The decision is ‘a small, yet significant, victory for our Lord,’ a senior at Dos Pueblos High School said
A high school in California has discontinued using an infamous image of a crucifix submerged in urine as part of its curriculum following backlash from parents and threats of lawsuits.
Dos Pueblos High School in Goleta, part of the Santa Barbara Unified School District (SBUSD), drew the ire of Christian students and parents for using Andres Serrano’s controversial 1987 photograph, “Immersion (Piss Christ),” as part of a required Theory of Knowledge course for its International Baccalaureate Diploma, according to attorneys with the Thomas More Society.
The image, which depicts a crucifix in a jar of Serrano’s urine, sparked a firestorm of public outrage when it debuted in 1987 after being created with grant money from the taxpayer-funded National Endowment for the Arts.
Attorneys with the nonprofit Thomas More Society fired off a letter to the SBUSD on May 9 claiming the school had created an illegal hostile environment for Christian students by using the image and demanded it be removed from the Dos Pueblos High School curriculum.

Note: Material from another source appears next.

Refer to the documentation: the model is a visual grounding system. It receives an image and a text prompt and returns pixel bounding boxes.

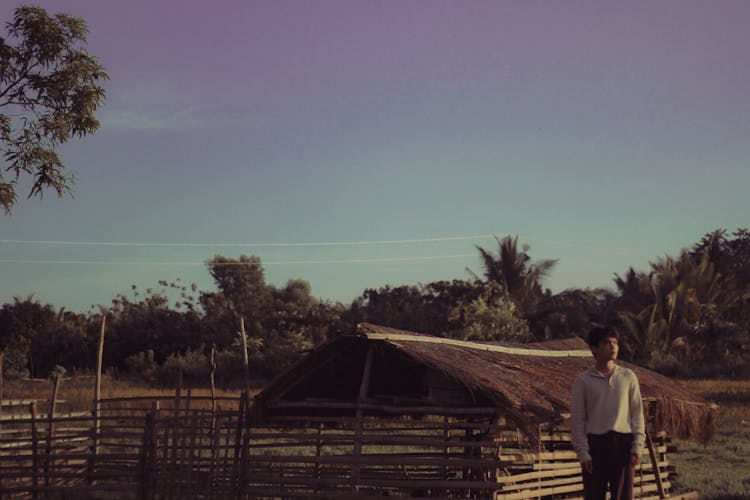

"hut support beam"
[352,345,373,491]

“The school’s deliberate use of a despicable image in a course required for an International Baccalaureate Diploma shows extremely poor judgment,” Thomas More Society special counsel Paul Jonna said in a statement provided to Fox News Digital. “Even more importantly, it is an act of unconstitutional anti-Catholic, anti-Christian bigotry.”
The attorneys at Thomas More claimed their demand letter was at first met with a “noncommittal response” from the district’s legal counsel, noting a May 22 response letter from them did not verify that the image would be permanently removed from the course.
Parents upset at the inclusion of “Piss Christ” in the curriculum showed up at the public comment portion of a SBUSD school board meeting on May 23, and those who challenged the principal and threatened a lawsuit were met with applause, according to a video.